I think one way to think about it is that when there is an obstruction, there's no ventilation at all. We can simply regard the peanut as the dead end of the obstructed bronchus. In this case, if you wanna calculate the PAO2, it should be the pressure of oxygen proximal to the dead end, which is actually unchanged. However, when it comes to COPD and asthma, which are another 2 kinds of V/Q mismatch, this explanation does not fit these situations well.
A second way to put it is that during hypoventilation or at high altitude, the oxygen pressure anywhere inside of the whole lung decreases altogether. When it does not, for example, the alveolar PO2 decreases while the tracheal PO2 remains normal, consider it a V/Q mismatch.
Another way to think about it, similar to what Bakanoisha had mentioned, is that when there is an intrinsic problem of the lung, we choose V/Q mismatch.
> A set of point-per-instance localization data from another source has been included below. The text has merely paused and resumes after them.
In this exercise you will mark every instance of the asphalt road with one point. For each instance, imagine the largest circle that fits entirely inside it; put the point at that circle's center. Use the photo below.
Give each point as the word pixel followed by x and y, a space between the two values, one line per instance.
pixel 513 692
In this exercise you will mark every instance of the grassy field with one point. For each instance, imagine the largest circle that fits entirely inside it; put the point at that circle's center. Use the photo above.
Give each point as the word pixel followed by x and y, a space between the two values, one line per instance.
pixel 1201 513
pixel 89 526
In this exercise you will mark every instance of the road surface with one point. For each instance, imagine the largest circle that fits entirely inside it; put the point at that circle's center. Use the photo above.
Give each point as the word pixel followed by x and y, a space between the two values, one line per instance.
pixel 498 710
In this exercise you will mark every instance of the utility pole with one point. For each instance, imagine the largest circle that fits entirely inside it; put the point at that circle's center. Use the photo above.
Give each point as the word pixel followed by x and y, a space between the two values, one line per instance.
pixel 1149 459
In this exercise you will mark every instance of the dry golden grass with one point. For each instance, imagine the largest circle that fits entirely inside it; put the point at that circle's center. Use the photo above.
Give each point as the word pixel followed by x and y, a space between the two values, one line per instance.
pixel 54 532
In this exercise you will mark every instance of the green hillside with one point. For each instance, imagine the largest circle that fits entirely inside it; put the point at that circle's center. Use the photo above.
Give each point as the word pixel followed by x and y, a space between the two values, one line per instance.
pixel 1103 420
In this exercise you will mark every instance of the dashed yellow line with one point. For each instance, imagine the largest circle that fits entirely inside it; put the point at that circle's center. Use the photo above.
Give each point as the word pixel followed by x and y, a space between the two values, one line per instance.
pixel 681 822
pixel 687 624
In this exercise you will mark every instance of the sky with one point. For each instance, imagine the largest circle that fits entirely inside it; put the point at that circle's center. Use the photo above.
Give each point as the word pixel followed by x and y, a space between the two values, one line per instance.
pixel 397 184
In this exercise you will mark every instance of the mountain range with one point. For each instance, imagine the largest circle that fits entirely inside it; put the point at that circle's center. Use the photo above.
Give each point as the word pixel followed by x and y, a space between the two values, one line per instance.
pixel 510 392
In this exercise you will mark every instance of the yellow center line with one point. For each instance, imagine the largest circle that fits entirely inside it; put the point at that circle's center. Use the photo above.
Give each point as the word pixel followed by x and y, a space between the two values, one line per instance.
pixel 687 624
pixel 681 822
I think the most confusing part of this whole thing, is the definition of PAO2, because, in both hypoventilation and some types of V/Q mismatch (eg. COPD), there is a decrease in the oxygen pressure in the alveoli, ie. PAO2. Then why would A-a gradient become different? Maybe when we do the calculation, we can regard PAO2 as the oxygen pressure in the trachea instead of the alveoli. Although it's not the correct definition, it helps us in this type of questions. For example, during hypoventilation, there's a weakness in breathing, so the PO2 in trachea would also decrease together with PaO2, resulting in an unchanged gradient. During peanut obstruction, COPD and asthma, the PO2 in the trachea is actually normal, since we still breathe in the air normally, if not more furiously. However, the PaO2 decreases. If we calculate the gradient between the trachea PO2 and PaO2, it will definitely increase.
Please let me know if I made any mistake so that I can stop misleading other people. Thank you again.